Ensuring Care Coordination involves:

  1. Communication with all physicians involved in the plan of care.
  2. Integration of orders from all physicians involved in the plan of care to assure the coordination of all services and interventions provided to the patient.
  3. Integration of services provided by the agency or under arrangement to assure the identification of patient needs and factors that affect patient safety and treatment and coordination of care.
  4. Involvement of the patient, representative (if any), and caregivers as appropriate in coordination of care activities.
  5. Ensure that education is provided by the agency to the patient and caregivers regarding care and services in the Plan of Care and to ensure a timely discharge.

The agency must provide written information to the patient that includes:

  1. Visit schedule of all agency and contracted personnel
  2. Patient Medications and instructions on how to take meds including medication name, dosage and frequency and which meds will be administered by the agency or contracted personnel.
  3. Al pertinent instructions related to the patient’s care and treatments that the agency will provide specific to the patient needs.
  4. The name and contact information of the agency’s clinical manager.

So that’s a lot.  Agencies who choose to wait will be working weekends and holidays to be in compliance by mid-January.  The first thing I might do is call my software vendor.  The plan of care requirements haven’t changed but the information that is required to be given to the patient has.  Could a patient friendly medication sheet containing frequency as well as the name and strength of the med be generated?  Depending on your patient population, there may be questions about whether or not you want to leave the entire plan of care in the home.  Will the computer generate a separate form?

Notice that teaching must be specific to the patient.  This may seem self-evident but I have seen nurses teach that Neurontin is for seizures when the patient never had a seizure in their life but was taking Neurontin for neuropathy.  Still, the patient verbalized understanding.

Care coordination and communication is an ongoing Condition and an ongoing problem.  I thought that software messaging would reduce the problem but sadly it has not.  The software accounts I have for clients have so many emails in the inboxes and the vast majority of them do not concern me.
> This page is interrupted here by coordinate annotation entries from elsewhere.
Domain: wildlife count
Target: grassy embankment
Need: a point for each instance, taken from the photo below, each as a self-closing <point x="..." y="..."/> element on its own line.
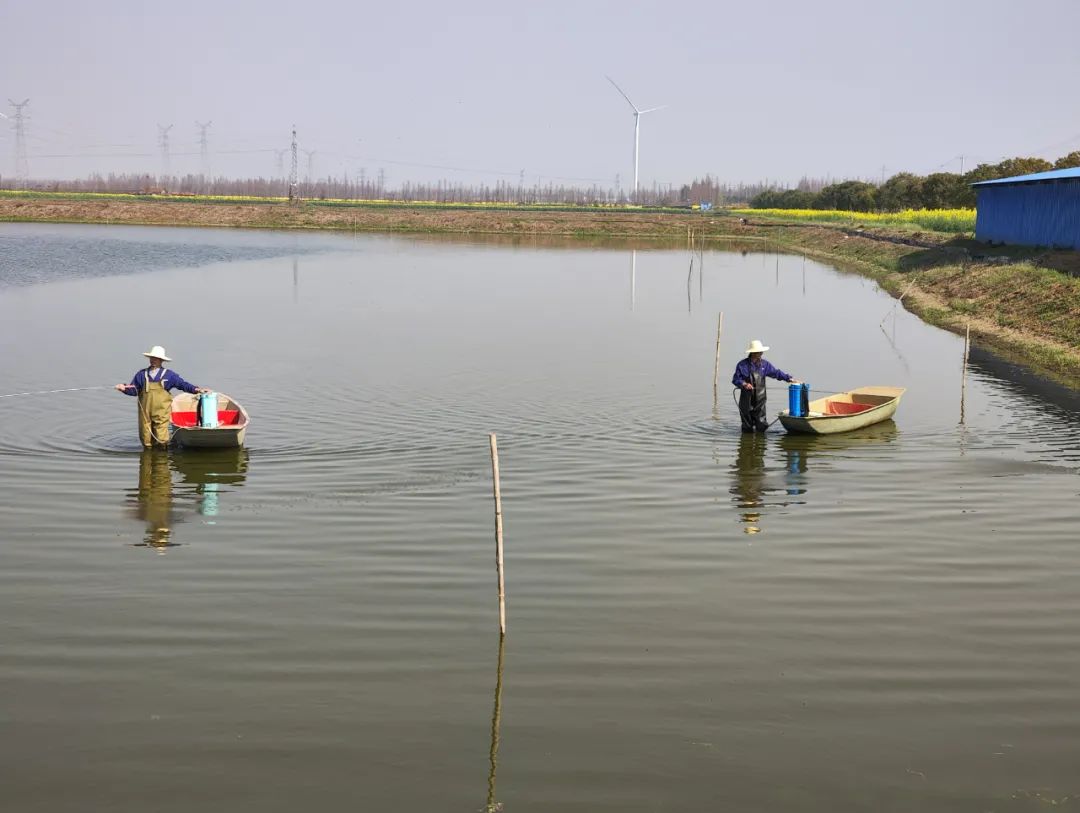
<point x="1024" y="303"/>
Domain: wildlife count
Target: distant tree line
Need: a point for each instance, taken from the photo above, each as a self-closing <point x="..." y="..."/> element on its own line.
<point x="359" y="187"/>
<point x="906" y="190"/>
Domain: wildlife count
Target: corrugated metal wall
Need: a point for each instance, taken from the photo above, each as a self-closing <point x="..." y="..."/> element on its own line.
<point x="1044" y="214"/>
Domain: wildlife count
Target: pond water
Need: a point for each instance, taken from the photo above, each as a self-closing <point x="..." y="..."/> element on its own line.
<point x="698" y="619"/>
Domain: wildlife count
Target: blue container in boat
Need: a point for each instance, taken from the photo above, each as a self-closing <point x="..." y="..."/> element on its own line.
<point x="798" y="400"/>
<point x="207" y="409"/>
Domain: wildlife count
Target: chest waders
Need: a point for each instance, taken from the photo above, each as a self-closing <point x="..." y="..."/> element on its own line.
<point x="752" y="408"/>
<point x="154" y="411"/>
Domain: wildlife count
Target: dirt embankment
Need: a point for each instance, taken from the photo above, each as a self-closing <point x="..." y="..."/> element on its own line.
<point x="395" y="218"/>
<point x="1022" y="303"/>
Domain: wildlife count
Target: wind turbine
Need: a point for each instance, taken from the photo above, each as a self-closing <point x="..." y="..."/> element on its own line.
<point x="637" y="125"/>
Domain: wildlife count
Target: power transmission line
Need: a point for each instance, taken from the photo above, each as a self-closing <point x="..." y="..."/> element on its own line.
<point x="163" y="144"/>
<point x="22" y="164"/>
<point x="203" y="147"/>
<point x="292" y="174"/>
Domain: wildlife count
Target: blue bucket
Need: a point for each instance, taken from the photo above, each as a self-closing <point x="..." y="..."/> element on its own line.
<point x="798" y="400"/>
<point x="207" y="409"/>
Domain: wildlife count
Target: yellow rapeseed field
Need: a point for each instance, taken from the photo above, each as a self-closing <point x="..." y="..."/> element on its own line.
<point x="940" y="219"/>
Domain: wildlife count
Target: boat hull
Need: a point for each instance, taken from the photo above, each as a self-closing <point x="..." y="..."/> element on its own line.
<point x="846" y="411"/>
<point x="220" y="437"/>
<point x="228" y="434"/>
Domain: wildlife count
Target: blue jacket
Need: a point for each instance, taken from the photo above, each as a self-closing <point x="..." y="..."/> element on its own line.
<point x="742" y="373"/>
<point x="169" y="379"/>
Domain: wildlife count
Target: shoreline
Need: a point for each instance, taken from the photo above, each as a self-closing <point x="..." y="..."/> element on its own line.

One of you has a better idea.  Care to share?

Look for more next week.  Meanwhile, get through these Conditions before moving on to the next.

4 Comments

  1. thank you for the info. I am retired now from homecare, but do not miss the challenge of beating Medicare at their own games. Nursing was so much more rewarding for staff and so much more compassionate, empathetic, and HEALING for patients before all these regulations. I see so many health providers now without that caring/loving spirit that was a REQUIREMENT when I graduated from a 4 year school in 1971. So sad.

    Reply

    1. So very, very sad. As much as I focus on documentation, the truth is that I understand. If my parents were admitted somewhere, I want the kind nurses caring for them – not the ones who memorize regs. Everyone had talents. We need to quit pointing fingers at offenders and start watching each other’s back.

      Reply

  2. Agreed. Too many regulations. Medicare wants us to go out and make visits, but looking for any little mistake with documentation to request monies returned. We make all the visits in good faith, and the MD signed the order one day late, and money has to be returned to Medicare. It is a game. They are broke – and the small agencies will go under. We had three patients with the face to face not up-to-par, and MC requested all monies back. Really??? Shame on you. Let our health care system begin to feel for the patients, and not their pockets. We will be there someday, and hopefully MC will still be available.

    Reply

    1. Home health – the smaller ones are like their ATMs and your Provider number is the PIN. What if we had patients sign an ABN on admit that said ‘we believe that Medicare may not pay for all or some of your care because we are humans and forget to document stupid stuff that in no way, shape or manner affects your care’?